Who’s Gonna Ride Your Wild Horses

Cowboy coding, I wish I knew how to ⌘Q you

The sun has set on my unbridled "cowboy coding" for the last time. (Geek alert. You've been forewarned.)

Traveling 5+ weeks and not touching Charitocracy the entire time was never my plan. I thought I would have remote access to my home server, but something went wrong. (I still don't know what, but I have some suspicions.) I set up a more reliable VNC connection as an immediate countermeasure when I returned home so this particular obstacle wouldn't repeat itself.

Really, though, I needed to rethink my overdependence on an old Mac Mini (MM). I chose it as my main staging server by virtue of it being the only unutilized Mac in my house, purchased as a home theatre PC before Apple TV made it obsolete. I used dynamic DNS to direct ch-y.org traffic to my home network, then my router port-forwarded to the MM. It just worked... except when it didn't. Namely while on my trip, and about half the times I tried logging into it from neighborhood coffee shops.

Meanwhile, I have a powerful mid-2015 MacBook Pro (MBP) at my fingertips any time I'm working. It runs circles around my circa 2009 MM. I never need to access it remotely over a questionable net connection. So why am I trying to use it as a dumb terminal into an ancient machine across the house, across town, or across the world as the case may be, with mixed success at the best of times?

Last week I declared an end to amateur hour by doing the following:

  1. I installed MAMP on my MBP.
  2. I set up a git source control repository (with origin backed by my iCloud drive) to host Charitocracy web code and database.
  3. I rebuilt the Charitocracy beta site from scratch on my MBP, submitting to git at intervals along the way, using my MM's site as a reference.
  4. I created a pre-commit hook that automatically adds a SQL database snapshot whenever I commit code changes.
  5. I installed and configured PageKite, a pay-what-you-want tunneling service which allows me to receive Charitocracy network traffic (including TLS/SSL) wherever I like, including on my MBP, even if I'm in a random waiting room or coffee shop (as I am right now).
  6. After proving the new beta site worked as well as the MM's, I pulled all the code and data back from git and proved I could easily clone the site on my MM, redirect PageKite to serve it up externally, make changes to the site on MM, and pull the changes (code and DB) back onto my MBP.

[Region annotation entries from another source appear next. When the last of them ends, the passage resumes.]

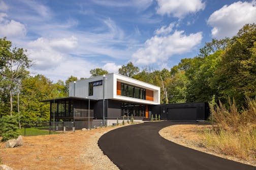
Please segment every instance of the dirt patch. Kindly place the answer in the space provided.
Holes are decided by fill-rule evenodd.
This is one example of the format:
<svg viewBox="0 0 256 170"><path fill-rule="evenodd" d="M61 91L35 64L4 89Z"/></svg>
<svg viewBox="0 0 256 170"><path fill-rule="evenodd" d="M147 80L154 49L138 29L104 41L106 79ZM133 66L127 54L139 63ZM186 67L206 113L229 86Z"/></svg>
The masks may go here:
<svg viewBox="0 0 256 170"><path fill-rule="evenodd" d="M98 141L121 126L24 137L24 145L14 148L5 149L1 142L0 158L14 169L119 169L103 154Z"/></svg>
<svg viewBox="0 0 256 170"><path fill-rule="evenodd" d="M204 137L202 132L211 126L210 125L177 124L162 129L159 134L166 139L177 144L226 159L256 166L256 162L254 160L246 161L206 148L203 144Z"/></svg>

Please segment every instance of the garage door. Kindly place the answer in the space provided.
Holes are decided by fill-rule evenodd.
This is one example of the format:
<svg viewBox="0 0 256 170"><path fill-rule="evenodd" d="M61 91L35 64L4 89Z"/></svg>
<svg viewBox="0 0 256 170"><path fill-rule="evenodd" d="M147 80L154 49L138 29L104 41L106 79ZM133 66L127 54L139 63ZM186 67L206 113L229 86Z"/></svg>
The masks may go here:
<svg viewBox="0 0 256 170"><path fill-rule="evenodd" d="M197 120L197 108L196 107L168 108L168 120Z"/></svg>

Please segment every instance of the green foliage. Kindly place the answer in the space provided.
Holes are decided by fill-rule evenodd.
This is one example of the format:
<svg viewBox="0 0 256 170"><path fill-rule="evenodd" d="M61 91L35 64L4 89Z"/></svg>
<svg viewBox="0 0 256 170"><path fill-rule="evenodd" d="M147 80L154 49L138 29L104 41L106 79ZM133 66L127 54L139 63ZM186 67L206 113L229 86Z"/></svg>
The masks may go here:
<svg viewBox="0 0 256 170"><path fill-rule="evenodd" d="M16 93L21 80L28 74L27 69L31 66L31 61L25 54L26 52L22 48L12 49L12 42L7 40L6 37L0 38L0 100L2 100L1 96L6 96L4 99L8 99L9 102L2 101L1 104L4 104L5 107L9 107L10 115L13 113L13 96ZM2 115L6 114L1 113Z"/></svg>
<svg viewBox="0 0 256 170"><path fill-rule="evenodd" d="M65 81L65 96L69 96L69 83L70 82L74 82L77 81L78 79L77 77L73 76L71 75L70 77L68 78L68 79Z"/></svg>
<svg viewBox="0 0 256 170"><path fill-rule="evenodd" d="M2 142L16 139L19 136L17 132L18 121L16 116L5 116L0 119L0 132L3 138Z"/></svg>
<svg viewBox="0 0 256 170"><path fill-rule="evenodd" d="M108 74L108 72L107 70L103 70L102 68L97 68L90 70L90 74L91 75L91 77L95 77L99 75Z"/></svg>
<svg viewBox="0 0 256 170"><path fill-rule="evenodd" d="M120 68L118 70L118 72L120 74L129 77L133 77L139 71L140 71L139 67L135 66L131 62L128 63L126 66L123 65L122 67Z"/></svg>
<svg viewBox="0 0 256 170"><path fill-rule="evenodd" d="M42 75L29 76L22 81L20 94L21 121L49 121L50 104L42 102L47 99L59 97L54 84Z"/></svg>
<svg viewBox="0 0 256 170"><path fill-rule="evenodd" d="M245 103L245 96L256 96L256 24L246 24L233 37L212 79L216 97L228 103L229 96Z"/></svg>

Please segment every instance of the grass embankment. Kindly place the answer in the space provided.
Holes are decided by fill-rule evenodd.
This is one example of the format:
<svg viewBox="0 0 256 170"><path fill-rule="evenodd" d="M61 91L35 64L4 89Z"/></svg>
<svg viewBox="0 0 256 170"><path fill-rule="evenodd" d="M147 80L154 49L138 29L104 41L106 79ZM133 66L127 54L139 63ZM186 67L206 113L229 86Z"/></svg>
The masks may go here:
<svg viewBox="0 0 256 170"><path fill-rule="evenodd" d="M24 129L18 130L18 132L21 135L26 136L49 135L49 131L41 130L34 128L26 128L25 134ZM60 134L60 133L56 132L51 132L51 134Z"/></svg>
<svg viewBox="0 0 256 170"><path fill-rule="evenodd" d="M256 100L247 99L239 111L235 102L210 106L216 124L205 130L204 145L217 152L245 160L256 160Z"/></svg>

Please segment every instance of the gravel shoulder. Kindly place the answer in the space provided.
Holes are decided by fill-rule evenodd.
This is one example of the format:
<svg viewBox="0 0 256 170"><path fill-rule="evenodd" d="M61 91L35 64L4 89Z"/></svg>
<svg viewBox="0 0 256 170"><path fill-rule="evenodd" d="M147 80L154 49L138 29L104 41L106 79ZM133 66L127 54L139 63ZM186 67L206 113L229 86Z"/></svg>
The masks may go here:
<svg viewBox="0 0 256 170"><path fill-rule="evenodd" d="M14 169L119 169L103 154L98 141L122 126L23 137L24 145L14 148L5 148L5 143L0 142L0 158Z"/></svg>
<svg viewBox="0 0 256 170"><path fill-rule="evenodd" d="M256 166L256 161L244 160L234 156L227 155L210 150L204 146L204 136L202 131L211 127L210 125L176 124L166 127L159 131L159 134L164 138L201 152Z"/></svg>

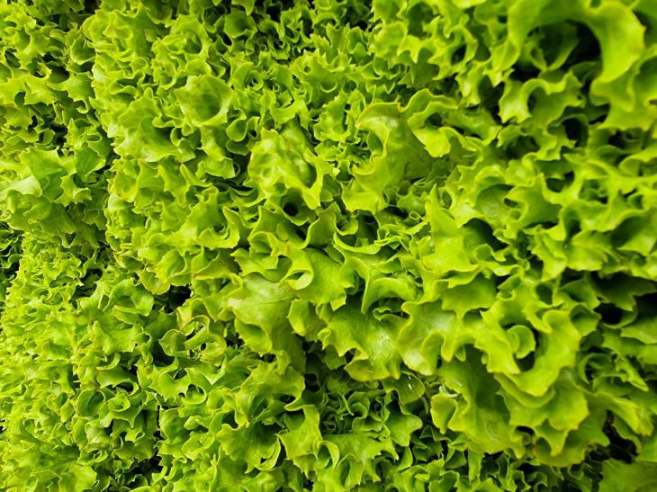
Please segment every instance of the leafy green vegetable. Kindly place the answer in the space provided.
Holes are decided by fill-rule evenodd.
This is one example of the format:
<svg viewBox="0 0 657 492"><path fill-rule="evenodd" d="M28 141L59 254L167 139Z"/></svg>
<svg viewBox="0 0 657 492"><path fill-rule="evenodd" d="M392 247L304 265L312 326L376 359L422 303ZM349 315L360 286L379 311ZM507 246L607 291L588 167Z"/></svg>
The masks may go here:
<svg viewBox="0 0 657 492"><path fill-rule="evenodd" d="M653 490L654 0L0 0L0 488Z"/></svg>

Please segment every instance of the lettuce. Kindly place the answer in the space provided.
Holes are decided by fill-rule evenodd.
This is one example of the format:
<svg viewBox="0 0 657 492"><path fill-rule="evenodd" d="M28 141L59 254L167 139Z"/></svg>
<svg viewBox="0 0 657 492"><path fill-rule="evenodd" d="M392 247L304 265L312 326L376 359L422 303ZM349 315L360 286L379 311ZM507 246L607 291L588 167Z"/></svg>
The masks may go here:
<svg viewBox="0 0 657 492"><path fill-rule="evenodd" d="M652 490L650 0L0 2L0 488Z"/></svg>

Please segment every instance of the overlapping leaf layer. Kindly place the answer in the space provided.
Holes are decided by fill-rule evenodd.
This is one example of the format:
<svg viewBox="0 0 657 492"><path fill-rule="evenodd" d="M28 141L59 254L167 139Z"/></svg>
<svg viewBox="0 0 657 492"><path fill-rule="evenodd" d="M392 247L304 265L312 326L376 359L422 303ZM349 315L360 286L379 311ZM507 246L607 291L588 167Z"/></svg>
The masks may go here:
<svg viewBox="0 0 657 492"><path fill-rule="evenodd" d="M0 488L654 490L654 0L0 2Z"/></svg>

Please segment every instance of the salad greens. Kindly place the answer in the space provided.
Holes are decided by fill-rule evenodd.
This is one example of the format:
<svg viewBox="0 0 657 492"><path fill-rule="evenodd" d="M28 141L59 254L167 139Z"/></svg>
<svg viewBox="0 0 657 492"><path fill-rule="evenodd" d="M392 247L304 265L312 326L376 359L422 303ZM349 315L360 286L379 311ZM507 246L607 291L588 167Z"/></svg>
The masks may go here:
<svg viewBox="0 0 657 492"><path fill-rule="evenodd" d="M0 488L657 489L655 0L0 0Z"/></svg>

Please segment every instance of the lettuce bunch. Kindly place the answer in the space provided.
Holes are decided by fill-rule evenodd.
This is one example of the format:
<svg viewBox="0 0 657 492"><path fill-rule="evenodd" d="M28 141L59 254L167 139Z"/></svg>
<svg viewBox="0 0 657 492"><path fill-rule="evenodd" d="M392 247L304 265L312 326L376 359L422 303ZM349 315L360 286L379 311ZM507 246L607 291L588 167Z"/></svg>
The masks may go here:
<svg viewBox="0 0 657 492"><path fill-rule="evenodd" d="M0 488L657 488L654 0L0 0Z"/></svg>

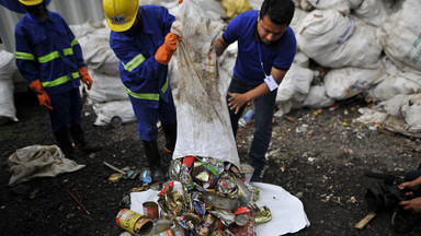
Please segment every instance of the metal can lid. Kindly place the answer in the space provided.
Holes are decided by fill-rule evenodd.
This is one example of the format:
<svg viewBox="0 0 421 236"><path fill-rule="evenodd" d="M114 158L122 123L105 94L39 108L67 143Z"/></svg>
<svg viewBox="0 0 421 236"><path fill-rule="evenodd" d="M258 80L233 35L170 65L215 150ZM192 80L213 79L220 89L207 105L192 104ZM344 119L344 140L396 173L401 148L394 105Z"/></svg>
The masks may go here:
<svg viewBox="0 0 421 236"><path fill-rule="evenodd" d="M240 226L244 226L244 225L247 225L247 223L249 223L249 220L250 220L249 215L239 214L236 216L236 224L240 225Z"/></svg>

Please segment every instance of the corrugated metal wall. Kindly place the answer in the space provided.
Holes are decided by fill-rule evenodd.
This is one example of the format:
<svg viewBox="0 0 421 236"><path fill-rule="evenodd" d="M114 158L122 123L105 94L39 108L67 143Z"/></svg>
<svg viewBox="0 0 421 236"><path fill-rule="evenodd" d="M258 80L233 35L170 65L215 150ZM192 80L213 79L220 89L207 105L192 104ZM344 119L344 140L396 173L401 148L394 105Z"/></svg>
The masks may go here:
<svg viewBox="0 0 421 236"><path fill-rule="evenodd" d="M89 19L94 22L104 20L102 0L52 0L47 9L60 13L69 25L82 24ZM3 40L0 49L14 52L14 26L23 15L0 5L0 36Z"/></svg>

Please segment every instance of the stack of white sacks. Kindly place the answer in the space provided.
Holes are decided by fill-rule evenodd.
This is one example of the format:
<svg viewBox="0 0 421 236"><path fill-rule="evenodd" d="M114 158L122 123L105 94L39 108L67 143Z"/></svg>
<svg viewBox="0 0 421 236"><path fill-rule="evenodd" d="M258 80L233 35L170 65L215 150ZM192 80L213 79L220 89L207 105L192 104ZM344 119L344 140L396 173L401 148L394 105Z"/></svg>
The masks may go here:
<svg viewBox="0 0 421 236"><path fill-rule="evenodd" d="M195 0L219 21L226 17L220 1ZM260 9L262 0L249 0ZM337 101L367 93L378 105L365 108L356 121L382 122L385 128L421 137L421 2L418 0L294 0L291 24L298 51L293 67L280 85L277 116L294 108L323 108ZM178 1L149 0L143 4L164 5L177 15ZM94 80L89 95L98 115L96 125L107 125L114 116L123 122L135 117L120 80L118 60L109 45L105 22L71 26L83 49ZM219 58L220 76L228 86L237 45ZM316 83L319 71L309 59L330 71ZM177 93L177 58L170 63Z"/></svg>

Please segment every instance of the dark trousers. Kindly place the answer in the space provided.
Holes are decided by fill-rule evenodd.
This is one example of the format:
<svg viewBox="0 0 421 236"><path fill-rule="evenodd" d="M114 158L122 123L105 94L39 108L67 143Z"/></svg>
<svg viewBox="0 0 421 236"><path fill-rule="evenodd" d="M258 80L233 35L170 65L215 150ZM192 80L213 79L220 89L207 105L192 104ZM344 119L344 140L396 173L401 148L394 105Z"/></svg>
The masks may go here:
<svg viewBox="0 0 421 236"><path fill-rule="evenodd" d="M52 99L53 109L48 109L48 111L54 132L80 123L82 101L79 88L49 95L49 98Z"/></svg>
<svg viewBox="0 0 421 236"><path fill-rule="evenodd" d="M232 76L229 84L228 92L230 93L246 93L254 87L259 86L260 83L249 83L239 80L237 76ZM277 90L271 93L255 98L254 101L254 138L251 143L249 158L251 165L255 169L262 170L266 165L265 154L271 142L272 137L272 118L275 110L275 99ZM227 95L228 103L229 95ZM237 134L238 120L241 118L244 107L241 107L238 114L235 110L229 110L229 118L231 120L234 134Z"/></svg>

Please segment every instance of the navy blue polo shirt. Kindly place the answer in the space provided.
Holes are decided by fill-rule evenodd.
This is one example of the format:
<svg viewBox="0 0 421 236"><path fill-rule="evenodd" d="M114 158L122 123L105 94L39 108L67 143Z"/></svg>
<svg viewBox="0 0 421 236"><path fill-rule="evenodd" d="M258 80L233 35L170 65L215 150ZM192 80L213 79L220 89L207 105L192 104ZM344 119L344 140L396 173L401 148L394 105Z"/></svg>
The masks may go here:
<svg viewBox="0 0 421 236"><path fill-rule="evenodd" d="M238 52L234 74L247 82L263 82L265 73L271 73L272 67L288 70L296 54L296 39L288 26L282 37L271 46L264 45L258 34L259 11L251 10L237 15L224 33L228 44L238 40Z"/></svg>

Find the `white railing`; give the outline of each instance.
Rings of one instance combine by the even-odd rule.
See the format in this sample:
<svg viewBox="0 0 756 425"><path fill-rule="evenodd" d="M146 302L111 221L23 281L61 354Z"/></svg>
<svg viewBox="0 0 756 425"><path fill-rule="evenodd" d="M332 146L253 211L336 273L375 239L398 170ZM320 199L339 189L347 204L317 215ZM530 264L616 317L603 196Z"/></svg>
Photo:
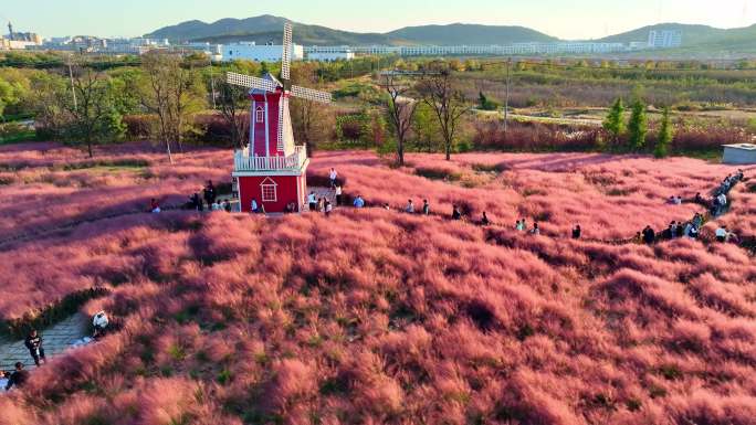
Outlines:
<svg viewBox="0 0 756 425"><path fill-rule="evenodd" d="M250 157L249 148L235 151L233 163L235 171L285 171L298 170L307 160L304 146L295 147L294 153L287 157Z"/></svg>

So I'm finally baking some real engineering discipline into my coding process. Nothing falls through the cracks. I can go back to previous snapshots of code and data. I can easily view and search through changes, even if they were in the DB or in code I didn't write myself, like plugins. I can travel. And all of this is quick and robust, because 99% of it is happening right on my laptop (credit card processing is one exception, but that traffic works seamlessly through PageKite, too). And if I get hit by a bus stagecoach tomorrow, you'll all be able to pick up where I left off, right?!

I still have plenty of engineering discipline yet to adopt, the sorts of things truly necessary when working in teams with fluid requirements and actual deadlines. So I reckon I'll just ⌘H the cowboy coder until the coast is clear. Yeehaw!

Callin' the VT100 a dumb terminal? You sure you wanna be doin' that, Benj?